Aku melihatnya yang sedang melamun dipinggir kebun mawar hitam Ibu Gazelle. Agak lama aku menunggunya menyadari kehadiranku, sampai akhirnya tatapan matanya menangkap sosok diriku yang tersenyum dan melambaikan tangan ke arahnya.
Ia datang menghampiriku, benar kan? Ia berlari ke arahku, bukankah begitu?
Kalau begitu, salahkah aku? Benarkah aku merebut takdir kakakku? Aku menghancurkan kebahagiaannya?
Tapi aku juga ingin bahagia, dia adalah separuh hidupku. Dia adalah yang kusayangi, dan kuharapkan. Melepaskannya? Benarkah aku sanggup?
"Kau! Dasar vampire tidak tahu diri! Kemana saja selama ini, huh?!"
Tawanya, sendunya, sudah menjadi bagian dari kehidupanku. Singkat waktu pertemuanku dengannya memang, tapi mampu untuk menumbuhkan rasa yang kepalang menggebu di hati dinginku.
"Hei, aku bertanya padamu! Jangan melamun seperti itu!"

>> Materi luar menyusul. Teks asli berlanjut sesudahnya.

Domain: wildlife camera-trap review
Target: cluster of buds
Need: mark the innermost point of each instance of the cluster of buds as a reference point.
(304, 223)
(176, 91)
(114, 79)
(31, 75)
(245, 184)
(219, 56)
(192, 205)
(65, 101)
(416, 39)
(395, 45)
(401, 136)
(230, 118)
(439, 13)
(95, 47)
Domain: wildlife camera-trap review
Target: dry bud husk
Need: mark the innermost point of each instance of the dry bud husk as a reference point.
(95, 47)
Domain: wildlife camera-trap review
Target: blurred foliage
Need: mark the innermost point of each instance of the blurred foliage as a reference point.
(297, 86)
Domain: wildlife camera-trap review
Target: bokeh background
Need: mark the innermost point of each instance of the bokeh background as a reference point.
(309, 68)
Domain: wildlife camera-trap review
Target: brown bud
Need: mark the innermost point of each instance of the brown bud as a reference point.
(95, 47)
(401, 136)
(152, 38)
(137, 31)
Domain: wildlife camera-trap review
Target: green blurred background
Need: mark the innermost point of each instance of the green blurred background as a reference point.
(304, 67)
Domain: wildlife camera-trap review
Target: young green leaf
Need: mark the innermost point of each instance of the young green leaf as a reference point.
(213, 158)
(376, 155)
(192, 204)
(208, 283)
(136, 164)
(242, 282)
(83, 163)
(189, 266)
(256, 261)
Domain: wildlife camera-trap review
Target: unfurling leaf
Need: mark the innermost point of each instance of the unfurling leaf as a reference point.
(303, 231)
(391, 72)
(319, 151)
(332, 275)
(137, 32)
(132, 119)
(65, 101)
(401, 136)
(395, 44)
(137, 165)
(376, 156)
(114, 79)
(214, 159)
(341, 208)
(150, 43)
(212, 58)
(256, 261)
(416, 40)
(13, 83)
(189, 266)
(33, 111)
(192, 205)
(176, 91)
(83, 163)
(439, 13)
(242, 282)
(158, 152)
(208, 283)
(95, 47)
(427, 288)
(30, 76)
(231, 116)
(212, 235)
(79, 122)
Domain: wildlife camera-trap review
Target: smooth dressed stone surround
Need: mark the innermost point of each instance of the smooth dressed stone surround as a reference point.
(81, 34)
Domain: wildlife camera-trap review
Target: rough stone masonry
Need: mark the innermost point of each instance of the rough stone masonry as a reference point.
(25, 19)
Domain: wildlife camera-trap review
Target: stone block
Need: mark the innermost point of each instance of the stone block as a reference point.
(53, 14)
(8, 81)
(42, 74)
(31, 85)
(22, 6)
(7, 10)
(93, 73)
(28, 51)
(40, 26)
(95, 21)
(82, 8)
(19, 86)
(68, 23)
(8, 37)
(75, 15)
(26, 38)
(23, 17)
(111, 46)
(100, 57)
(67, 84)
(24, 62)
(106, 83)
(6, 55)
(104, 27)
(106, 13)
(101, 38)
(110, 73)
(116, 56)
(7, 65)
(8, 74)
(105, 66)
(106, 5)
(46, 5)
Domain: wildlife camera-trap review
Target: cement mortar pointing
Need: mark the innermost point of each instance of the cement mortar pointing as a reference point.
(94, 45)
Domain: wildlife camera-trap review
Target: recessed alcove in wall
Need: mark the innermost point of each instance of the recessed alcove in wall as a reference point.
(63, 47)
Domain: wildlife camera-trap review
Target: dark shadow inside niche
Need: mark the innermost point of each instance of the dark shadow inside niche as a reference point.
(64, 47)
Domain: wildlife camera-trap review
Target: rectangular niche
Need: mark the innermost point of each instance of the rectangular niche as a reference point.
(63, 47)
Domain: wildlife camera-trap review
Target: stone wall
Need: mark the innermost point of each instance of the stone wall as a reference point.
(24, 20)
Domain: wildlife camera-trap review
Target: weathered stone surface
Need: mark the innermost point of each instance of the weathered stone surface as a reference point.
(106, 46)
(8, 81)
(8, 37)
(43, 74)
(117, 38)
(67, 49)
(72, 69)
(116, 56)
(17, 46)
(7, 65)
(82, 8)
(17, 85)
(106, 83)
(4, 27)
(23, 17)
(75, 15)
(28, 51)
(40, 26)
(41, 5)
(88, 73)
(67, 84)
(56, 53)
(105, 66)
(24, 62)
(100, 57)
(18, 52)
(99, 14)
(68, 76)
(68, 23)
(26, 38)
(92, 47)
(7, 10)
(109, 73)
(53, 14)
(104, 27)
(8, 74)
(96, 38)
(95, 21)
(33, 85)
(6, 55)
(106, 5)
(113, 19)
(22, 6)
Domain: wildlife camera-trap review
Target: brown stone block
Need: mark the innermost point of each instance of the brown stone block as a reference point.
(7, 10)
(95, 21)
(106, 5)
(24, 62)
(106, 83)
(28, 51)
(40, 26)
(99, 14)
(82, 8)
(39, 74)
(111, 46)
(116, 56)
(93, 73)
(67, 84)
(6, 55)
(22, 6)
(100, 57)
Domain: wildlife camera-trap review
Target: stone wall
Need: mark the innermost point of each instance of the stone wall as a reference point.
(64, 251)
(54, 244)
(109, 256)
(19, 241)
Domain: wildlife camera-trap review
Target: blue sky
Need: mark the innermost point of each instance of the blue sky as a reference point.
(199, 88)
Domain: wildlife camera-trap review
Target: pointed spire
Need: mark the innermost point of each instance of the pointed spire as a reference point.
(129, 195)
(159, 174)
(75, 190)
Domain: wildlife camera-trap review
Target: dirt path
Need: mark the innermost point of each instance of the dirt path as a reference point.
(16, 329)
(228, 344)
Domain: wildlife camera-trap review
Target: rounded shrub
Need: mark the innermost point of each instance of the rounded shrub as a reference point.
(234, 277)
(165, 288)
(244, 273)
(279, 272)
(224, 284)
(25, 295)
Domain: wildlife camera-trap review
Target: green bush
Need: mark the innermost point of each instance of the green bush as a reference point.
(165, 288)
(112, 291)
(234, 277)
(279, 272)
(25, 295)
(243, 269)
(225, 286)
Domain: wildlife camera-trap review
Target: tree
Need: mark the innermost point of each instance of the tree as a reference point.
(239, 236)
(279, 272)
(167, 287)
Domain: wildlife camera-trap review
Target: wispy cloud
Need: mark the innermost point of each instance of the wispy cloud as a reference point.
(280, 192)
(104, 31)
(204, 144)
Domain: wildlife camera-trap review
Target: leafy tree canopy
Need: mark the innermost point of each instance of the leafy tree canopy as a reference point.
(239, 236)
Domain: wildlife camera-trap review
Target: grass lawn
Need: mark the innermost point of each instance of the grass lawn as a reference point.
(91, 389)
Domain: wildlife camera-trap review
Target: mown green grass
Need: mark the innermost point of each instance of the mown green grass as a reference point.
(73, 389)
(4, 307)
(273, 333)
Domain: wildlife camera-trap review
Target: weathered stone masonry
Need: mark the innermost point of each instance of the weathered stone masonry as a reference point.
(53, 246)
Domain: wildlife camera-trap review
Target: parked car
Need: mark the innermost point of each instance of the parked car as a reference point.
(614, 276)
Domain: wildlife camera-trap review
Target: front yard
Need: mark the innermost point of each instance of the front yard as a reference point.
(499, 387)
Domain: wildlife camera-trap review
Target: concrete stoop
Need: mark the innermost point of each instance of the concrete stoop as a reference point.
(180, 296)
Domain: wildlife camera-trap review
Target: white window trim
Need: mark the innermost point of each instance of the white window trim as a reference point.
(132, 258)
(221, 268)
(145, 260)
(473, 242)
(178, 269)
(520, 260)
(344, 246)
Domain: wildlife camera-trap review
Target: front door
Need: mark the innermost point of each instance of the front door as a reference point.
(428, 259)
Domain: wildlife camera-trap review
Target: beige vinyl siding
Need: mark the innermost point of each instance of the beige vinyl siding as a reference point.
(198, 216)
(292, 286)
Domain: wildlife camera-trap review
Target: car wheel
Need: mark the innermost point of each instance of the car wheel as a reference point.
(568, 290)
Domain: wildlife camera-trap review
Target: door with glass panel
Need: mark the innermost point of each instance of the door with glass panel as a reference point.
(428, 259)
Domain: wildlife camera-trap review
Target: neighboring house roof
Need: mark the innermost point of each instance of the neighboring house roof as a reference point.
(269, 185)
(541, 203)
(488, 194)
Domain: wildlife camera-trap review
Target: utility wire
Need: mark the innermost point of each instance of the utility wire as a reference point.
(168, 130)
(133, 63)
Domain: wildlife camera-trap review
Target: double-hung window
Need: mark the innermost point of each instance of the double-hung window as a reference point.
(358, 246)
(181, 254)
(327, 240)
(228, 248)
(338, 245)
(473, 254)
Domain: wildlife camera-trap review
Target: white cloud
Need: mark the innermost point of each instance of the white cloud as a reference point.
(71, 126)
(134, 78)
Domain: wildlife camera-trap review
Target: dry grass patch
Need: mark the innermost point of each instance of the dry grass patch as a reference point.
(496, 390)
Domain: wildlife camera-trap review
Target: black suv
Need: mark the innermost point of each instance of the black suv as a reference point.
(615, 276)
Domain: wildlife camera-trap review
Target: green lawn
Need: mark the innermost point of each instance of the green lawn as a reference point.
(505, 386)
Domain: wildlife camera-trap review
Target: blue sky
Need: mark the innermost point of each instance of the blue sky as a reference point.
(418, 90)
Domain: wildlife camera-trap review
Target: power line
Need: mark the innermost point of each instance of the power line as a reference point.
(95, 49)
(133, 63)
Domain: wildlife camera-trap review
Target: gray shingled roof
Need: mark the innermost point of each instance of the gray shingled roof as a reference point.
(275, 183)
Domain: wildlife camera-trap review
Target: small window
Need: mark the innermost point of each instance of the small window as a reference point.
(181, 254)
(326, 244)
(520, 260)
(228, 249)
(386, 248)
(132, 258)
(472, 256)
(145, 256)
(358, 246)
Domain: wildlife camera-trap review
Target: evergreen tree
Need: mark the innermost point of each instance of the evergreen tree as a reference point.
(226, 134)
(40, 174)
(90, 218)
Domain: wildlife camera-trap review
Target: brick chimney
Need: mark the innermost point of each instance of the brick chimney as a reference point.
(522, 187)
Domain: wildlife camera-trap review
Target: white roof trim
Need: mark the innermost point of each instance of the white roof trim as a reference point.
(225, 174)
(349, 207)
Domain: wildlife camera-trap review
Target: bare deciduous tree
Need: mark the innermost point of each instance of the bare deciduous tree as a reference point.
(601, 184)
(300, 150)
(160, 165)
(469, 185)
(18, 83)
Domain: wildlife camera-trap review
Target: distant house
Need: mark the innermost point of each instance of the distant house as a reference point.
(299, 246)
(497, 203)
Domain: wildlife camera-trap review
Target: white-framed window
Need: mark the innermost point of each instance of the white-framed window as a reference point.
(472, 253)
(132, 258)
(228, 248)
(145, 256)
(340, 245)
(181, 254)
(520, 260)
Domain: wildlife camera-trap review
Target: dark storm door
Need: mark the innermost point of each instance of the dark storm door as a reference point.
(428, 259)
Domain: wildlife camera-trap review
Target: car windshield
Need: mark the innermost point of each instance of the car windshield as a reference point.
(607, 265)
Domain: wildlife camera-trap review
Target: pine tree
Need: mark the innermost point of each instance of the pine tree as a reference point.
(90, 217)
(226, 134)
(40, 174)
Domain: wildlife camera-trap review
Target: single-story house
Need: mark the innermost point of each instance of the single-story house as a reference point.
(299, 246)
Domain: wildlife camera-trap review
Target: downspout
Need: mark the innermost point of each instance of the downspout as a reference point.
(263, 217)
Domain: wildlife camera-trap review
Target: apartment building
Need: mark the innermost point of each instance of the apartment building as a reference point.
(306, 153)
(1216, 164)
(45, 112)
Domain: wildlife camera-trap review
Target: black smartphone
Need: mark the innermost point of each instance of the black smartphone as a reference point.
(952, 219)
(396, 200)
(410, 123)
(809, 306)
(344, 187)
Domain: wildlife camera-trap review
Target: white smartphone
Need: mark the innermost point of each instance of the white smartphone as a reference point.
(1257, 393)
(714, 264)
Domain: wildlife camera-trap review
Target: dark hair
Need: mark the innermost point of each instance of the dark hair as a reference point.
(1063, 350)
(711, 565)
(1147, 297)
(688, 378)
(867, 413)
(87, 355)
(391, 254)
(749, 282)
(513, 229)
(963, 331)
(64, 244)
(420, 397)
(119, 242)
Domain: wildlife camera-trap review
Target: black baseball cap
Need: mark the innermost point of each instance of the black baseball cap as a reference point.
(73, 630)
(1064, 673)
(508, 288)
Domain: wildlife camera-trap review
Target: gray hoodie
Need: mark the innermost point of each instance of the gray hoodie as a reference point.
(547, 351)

Jika aku salah, hukum saja aku. Rasanya itu lebih baik daripada harus pergi dan melupakan Hyejung. Lebih baik aku mati, daripada melihatnya tersiksa atau bukan jadi milikku. Egois? Ya, itulah aku.
Salahkan mereka yang membuatku selalu memilih yang bukan keinginanku sejak dulu. Kini, aku ingin memperjuangkan satu keinginan pertamaku dengan sungguh-sungguh.
"Kau baik - baik saja?"
"Akhirnya kau berbicara, kukira kau jadi bisu, Jeongin."
"Kakakku memberimu makan? Kau sudah sembuh, kan?"
Aku merasakan kedua tangan hangatnya menangkup wajahku. Senyumnya yang mengembang seringkali membuatku lupa dengan hiruk pikuk yang sedang kuhadapi.
"Wajahmu selalu dingin, tidak—tubuhmu memang selalu dingin."
"Karena aku adalah vampire, Hyejung."
"Kalau begitu, Hyunjin juga pasti dingin sepertimu."
Wow. Dia mulai membicarakan Azure. Apakah ini pertanda bahwa kini aku memiliki saingan di hatinya? Sejak kapan?
Aku mengajaknya berkeliling kebun. Memetik sebuah bunga dan memberikan itu padanya. "Ini masih berduri, tanganku bisa tertusuk."
"Biarkan saja, biar darahmu untukku."
"Tidak boleh. Hyunjin bilang aku harus memulihkan tubuh dulu."
"Hyejung."
"Hm?"
Aku menatap bola mata kecoklatan miliknya yang berdiri disampingku. "Kau percaya takdir?"
"Kenapa tiba - tiba bertanya hal itu? Bukankah sudah jelas, tentu saja aku percaya. Kita bertemu pun termasuk takdir, bukan?"
"Dengarkan aku baik - baik, Hyejung. Kau dan aku, terikat perjanjian Scarlet."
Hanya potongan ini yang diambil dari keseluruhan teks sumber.